See if this sounds like you.

You understand that content marketing holds one of the most important keys to the ultimate success of your venture. You’re pretty good at it and you’ve been writing your own blog, handling social media content and authoring landing pages.

In fact, it’s such an important part of your strategy that it’s beginning to take up too much of your time.

You need a freelance writer.

The writer—or writers—you decide to work with will be speaking on your behalf. When your reputation, image and ultimate success are at stake, you need quality writing. Here are four steps that will help you get teamed up with the perfect writer for your project.

Step #1: The first issue you need to sort out is if you’re looking for an expert in your field or an expert writer.

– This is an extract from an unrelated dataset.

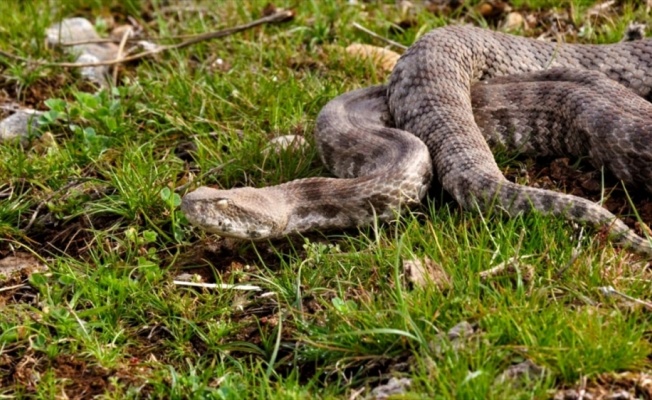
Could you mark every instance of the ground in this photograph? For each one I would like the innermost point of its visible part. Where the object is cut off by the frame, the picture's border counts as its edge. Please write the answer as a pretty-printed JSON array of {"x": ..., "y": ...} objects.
[{"x": 92, "y": 240}]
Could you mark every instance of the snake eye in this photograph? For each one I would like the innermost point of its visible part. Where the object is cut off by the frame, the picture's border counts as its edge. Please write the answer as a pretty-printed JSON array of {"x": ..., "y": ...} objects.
[{"x": 222, "y": 204}]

Look at your existing content. If you’re trying to match it, is your current content good because it offers information that is unique, because it is written in a way that is engaging, or is it a balance between those two attributes?

Be honest in the appraisal of your current content. If it’s “dry” but offers great information, that’s fine—as long as it’s performing for you. I know a B2B insurance company that regularly hires ghostwriters. Their goal is to offer high-level information. Personality doesn’t count.

If you’ve been creating content that people come back for because it makes them smile each morning, you need to match that. In many cases, it’s a combination of both. We’ll return to this issue in the next step.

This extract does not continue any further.